Much of my hatred for Geraldo Rivera is that I blame him for a large part of the Satanic Panic (the latter day witch hunts in the late 1980s/early 1990s that ruined many lives). He hosted a 2 hour primetime special on the satanic cults that were killing children coast to coast. Actual quote by Rivera from that show:
This was total bullshit of course. Yeah, there are practicing Satanists- and some of them really are the evil (i.e. non LaVeyan ‘provocateur hedonist’) variety, just as there are Voodoo practitioners and Zoroastrians and Ishtar worshippers out there. Yea there were certainly some murders involving the occult- I’d be surprised if they were 1% of 1% of the homicides in any given year (fewer than the abortionists killed by crackpot idealogues), but Rivera made it seem like murder by Satanic Cults was rivalling cancer and heart disease and involved teachers and Congressmen and Ol’ Scratch himself.

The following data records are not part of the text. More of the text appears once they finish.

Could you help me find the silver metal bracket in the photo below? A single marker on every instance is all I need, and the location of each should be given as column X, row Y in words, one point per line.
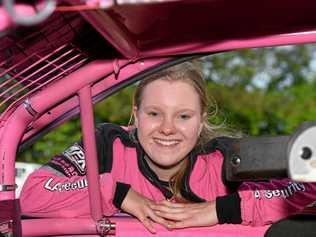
column 29, row 108
column 105, row 227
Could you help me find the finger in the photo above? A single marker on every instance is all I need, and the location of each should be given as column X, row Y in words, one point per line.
column 163, row 208
column 171, row 204
column 173, row 216
column 148, row 225
column 182, row 224
column 158, row 219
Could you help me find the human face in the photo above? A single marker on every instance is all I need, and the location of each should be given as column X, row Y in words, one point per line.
column 168, row 123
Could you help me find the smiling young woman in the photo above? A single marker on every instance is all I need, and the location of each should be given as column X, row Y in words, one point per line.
column 166, row 168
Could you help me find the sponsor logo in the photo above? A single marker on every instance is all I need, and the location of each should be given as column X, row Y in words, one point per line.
column 286, row 192
column 64, row 165
column 75, row 155
column 66, row 186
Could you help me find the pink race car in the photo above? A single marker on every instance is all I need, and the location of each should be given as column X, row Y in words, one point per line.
column 59, row 58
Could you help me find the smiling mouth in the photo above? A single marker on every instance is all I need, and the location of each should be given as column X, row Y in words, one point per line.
column 166, row 142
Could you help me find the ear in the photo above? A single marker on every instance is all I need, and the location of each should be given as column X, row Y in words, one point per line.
column 203, row 119
column 135, row 109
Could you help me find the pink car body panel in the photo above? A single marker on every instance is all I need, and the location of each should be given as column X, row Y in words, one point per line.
column 144, row 36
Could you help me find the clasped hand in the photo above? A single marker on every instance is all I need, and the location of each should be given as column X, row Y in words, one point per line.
column 169, row 214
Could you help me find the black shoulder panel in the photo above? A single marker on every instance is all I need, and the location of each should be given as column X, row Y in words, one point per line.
column 105, row 135
column 72, row 161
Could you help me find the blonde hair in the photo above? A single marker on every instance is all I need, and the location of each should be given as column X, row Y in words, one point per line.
column 191, row 73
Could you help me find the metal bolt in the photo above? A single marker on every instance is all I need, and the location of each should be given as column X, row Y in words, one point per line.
column 235, row 160
column 306, row 153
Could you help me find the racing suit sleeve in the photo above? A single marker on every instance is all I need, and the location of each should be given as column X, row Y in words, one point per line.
column 265, row 202
column 60, row 188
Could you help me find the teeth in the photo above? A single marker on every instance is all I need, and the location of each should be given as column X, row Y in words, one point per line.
column 167, row 142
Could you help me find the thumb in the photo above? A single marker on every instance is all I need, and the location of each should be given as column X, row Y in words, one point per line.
column 148, row 223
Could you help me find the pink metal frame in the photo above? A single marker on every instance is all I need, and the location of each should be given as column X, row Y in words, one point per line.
column 87, row 82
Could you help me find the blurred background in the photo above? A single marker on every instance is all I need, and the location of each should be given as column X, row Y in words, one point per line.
column 267, row 91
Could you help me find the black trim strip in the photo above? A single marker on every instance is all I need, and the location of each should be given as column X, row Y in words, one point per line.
column 121, row 191
column 228, row 209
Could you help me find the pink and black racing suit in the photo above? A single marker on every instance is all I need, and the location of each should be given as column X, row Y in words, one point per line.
column 59, row 188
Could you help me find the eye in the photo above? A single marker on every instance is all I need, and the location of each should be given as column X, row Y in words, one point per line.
column 184, row 116
column 152, row 114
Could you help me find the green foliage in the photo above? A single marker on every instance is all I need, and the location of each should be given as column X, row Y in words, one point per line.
column 258, row 91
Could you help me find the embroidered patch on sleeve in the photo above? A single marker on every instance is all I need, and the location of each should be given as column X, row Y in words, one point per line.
column 75, row 155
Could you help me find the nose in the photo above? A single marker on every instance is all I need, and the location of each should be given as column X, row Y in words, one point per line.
column 167, row 126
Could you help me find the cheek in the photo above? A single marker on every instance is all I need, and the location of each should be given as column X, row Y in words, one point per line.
column 190, row 130
column 146, row 126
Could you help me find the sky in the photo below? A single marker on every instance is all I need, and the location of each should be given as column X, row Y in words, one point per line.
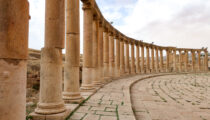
column 178, row 23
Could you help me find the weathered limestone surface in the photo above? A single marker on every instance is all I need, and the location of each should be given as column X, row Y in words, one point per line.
column 173, row 97
column 72, row 59
column 14, row 19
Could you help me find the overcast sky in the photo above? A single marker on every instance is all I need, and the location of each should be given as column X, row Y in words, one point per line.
column 179, row 23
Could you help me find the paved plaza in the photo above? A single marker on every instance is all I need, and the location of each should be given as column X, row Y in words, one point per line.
column 168, row 97
column 173, row 97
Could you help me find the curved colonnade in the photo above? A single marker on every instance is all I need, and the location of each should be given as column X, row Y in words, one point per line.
column 106, row 55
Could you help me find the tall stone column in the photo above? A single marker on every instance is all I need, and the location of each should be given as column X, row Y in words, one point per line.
column 161, row 60
column 206, row 60
column 167, row 60
column 180, row 60
column 71, row 92
column 132, row 59
column 100, row 53
column 193, row 60
column 157, row 60
column 95, row 71
column 87, row 78
column 14, row 19
column 142, row 59
column 148, row 60
column 153, row 59
column 106, row 56
column 199, row 60
column 111, row 55
column 117, row 59
column 50, row 99
column 127, row 59
column 138, row 69
column 174, row 60
column 122, row 62
column 186, row 61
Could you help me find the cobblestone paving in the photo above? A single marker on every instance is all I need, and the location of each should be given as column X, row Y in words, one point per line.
column 172, row 97
column 112, row 102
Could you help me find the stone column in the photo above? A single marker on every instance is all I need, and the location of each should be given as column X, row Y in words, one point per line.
column 132, row 59
column 95, row 71
column 71, row 92
column 14, row 19
column 180, row 60
column 193, row 60
column 157, row 60
column 142, row 59
column 199, row 60
column 206, row 60
column 100, row 53
column 122, row 62
column 161, row 60
column 167, row 60
column 117, row 59
column 87, row 83
column 127, row 59
column 50, row 99
column 174, row 60
column 138, row 69
column 153, row 59
column 111, row 55
column 186, row 61
column 106, row 56
column 148, row 60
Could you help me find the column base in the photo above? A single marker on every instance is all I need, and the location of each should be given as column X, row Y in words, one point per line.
column 87, row 88
column 58, row 116
column 50, row 108
column 70, row 97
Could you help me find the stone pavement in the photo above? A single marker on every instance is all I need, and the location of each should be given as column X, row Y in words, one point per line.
column 173, row 97
column 112, row 102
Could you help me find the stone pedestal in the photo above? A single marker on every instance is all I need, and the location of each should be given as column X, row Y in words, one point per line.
column 14, row 19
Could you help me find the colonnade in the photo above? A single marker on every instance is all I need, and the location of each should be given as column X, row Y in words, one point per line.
column 108, row 54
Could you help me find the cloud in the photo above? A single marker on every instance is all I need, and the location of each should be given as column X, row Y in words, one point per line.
column 170, row 23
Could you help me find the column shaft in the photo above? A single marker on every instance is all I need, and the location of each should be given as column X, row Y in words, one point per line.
column 95, row 72
column 14, row 19
column 122, row 62
column 132, row 59
column 161, row 60
column 106, row 56
column 127, row 59
column 186, row 61
column 174, row 61
column 167, row 60
column 153, row 59
column 199, row 60
column 142, row 59
column 180, row 61
column 148, row 60
column 111, row 55
column 87, row 83
column 138, row 69
column 51, row 60
column 71, row 92
column 117, row 60
column 100, row 54
column 157, row 60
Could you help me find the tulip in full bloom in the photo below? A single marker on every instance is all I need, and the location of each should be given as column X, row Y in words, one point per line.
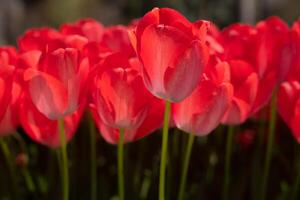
column 202, row 111
column 152, row 121
column 173, row 53
column 10, row 90
column 288, row 101
column 43, row 130
column 119, row 95
column 245, row 83
column 55, row 79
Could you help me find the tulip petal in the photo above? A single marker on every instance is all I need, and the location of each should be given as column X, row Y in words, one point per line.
column 47, row 93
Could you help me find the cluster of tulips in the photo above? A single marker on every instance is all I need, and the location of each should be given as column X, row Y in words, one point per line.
column 159, row 71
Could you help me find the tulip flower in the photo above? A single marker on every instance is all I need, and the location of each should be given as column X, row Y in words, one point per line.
column 57, row 83
column 40, row 39
column 43, row 130
column 152, row 121
column 10, row 90
column 245, row 83
column 202, row 111
column 121, row 100
column 10, row 120
column 89, row 28
column 56, row 75
column 288, row 94
column 174, row 53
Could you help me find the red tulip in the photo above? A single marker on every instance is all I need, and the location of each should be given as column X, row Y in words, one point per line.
column 152, row 121
column 89, row 28
column 119, row 95
column 267, row 47
column 40, row 39
column 115, row 39
column 289, row 92
column 173, row 53
column 43, row 130
column 10, row 90
column 245, row 83
column 294, row 73
column 202, row 111
column 288, row 103
column 56, row 81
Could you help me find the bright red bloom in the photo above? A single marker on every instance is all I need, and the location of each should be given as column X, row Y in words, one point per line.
column 89, row 28
column 55, row 74
column 57, row 83
column 288, row 103
column 43, row 130
column 119, row 95
column 294, row 73
column 288, row 97
column 152, row 121
column 245, row 83
column 173, row 53
column 202, row 111
column 115, row 39
column 40, row 39
column 266, row 47
column 9, row 90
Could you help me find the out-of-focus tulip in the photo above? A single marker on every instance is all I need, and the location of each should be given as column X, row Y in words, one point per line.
column 245, row 83
column 267, row 47
column 288, row 104
column 40, row 39
column 43, row 130
column 202, row 111
column 89, row 28
column 173, row 53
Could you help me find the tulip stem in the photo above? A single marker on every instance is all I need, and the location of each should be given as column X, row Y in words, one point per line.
column 186, row 166
column 93, row 159
column 11, row 167
column 269, row 148
column 64, row 160
column 164, row 150
column 228, row 162
column 297, row 181
column 121, row 164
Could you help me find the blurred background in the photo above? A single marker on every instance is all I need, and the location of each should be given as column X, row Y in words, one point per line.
column 206, row 169
column 17, row 15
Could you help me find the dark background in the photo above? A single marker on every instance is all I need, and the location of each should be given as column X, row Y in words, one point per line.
column 18, row 15
column 142, row 157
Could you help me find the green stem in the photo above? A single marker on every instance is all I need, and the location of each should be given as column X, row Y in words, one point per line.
column 186, row 166
column 93, row 159
column 11, row 167
column 28, row 180
column 228, row 162
column 64, row 160
column 269, row 148
column 121, row 165
column 27, row 176
column 164, row 149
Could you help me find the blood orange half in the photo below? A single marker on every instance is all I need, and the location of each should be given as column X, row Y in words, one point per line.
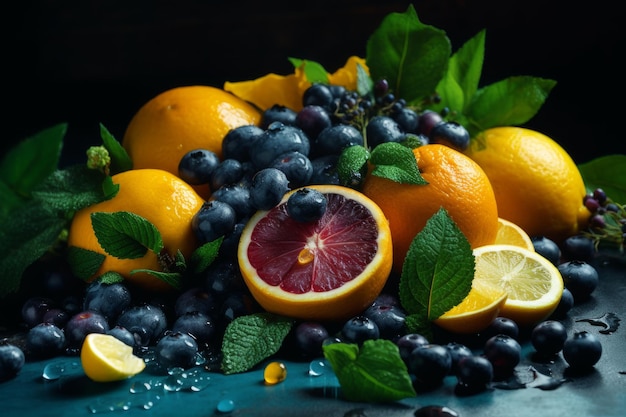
column 328, row 269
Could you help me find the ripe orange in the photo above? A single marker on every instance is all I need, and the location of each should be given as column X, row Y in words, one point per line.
column 162, row 198
column 455, row 183
column 182, row 119
column 328, row 269
column 537, row 184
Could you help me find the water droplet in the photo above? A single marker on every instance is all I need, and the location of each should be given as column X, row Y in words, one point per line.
column 274, row 373
column 225, row 406
column 318, row 367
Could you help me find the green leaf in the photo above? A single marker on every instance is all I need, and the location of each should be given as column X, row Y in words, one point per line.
column 396, row 162
column 438, row 270
column 352, row 166
column 72, row 189
column 462, row 77
column 510, row 102
column 314, row 71
column 412, row 56
column 83, row 263
column 606, row 172
column 23, row 240
column 375, row 373
column 32, row 160
column 125, row 235
column 250, row 339
column 120, row 160
column 204, row 256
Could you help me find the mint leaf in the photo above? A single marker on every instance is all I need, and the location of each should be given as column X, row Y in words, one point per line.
column 352, row 166
column 120, row 160
column 375, row 373
column 606, row 172
column 25, row 238
column 250, row 339
column 83, row 263
column 313, row 71
column 462, row 77
column 509, row 102
column 438, row 270
column 412, row 56
column 396, row 162
column 125, row 235
column 204, row 256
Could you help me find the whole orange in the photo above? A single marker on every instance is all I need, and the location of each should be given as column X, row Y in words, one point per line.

People’s lives were ruined due to this. (The arrests in Wenatchee WA and the West Memphis Three are two of the more famous cases that involved people who admitted being stirred up by the media exposure of [non-existent] widespread ritual satanic abuse but there were others as well.) To date to my knowledge Rivera has never apologized for his role in this with even so much as an “oops… probably not so much a million as ‘some’” acknowledgement.
It’s unthinkable to me that anybody would take him seriously as a news man or let him have a platform after such unbelievable whoppers as the above. Add to this his tabloid journalism show that lowered the bar for all talk shows, his “Women I Have Fucked, Been Blown By, or Rubbed Up Against on the Subway” memoir, his far more recent being expelled from Iraq due to grandstanding that compromised security (can you even imagine the coverage Fox would STILL be giving that if it’d been Anderson Cooper?), and I just can’t take any network seriously that would let him on the lot.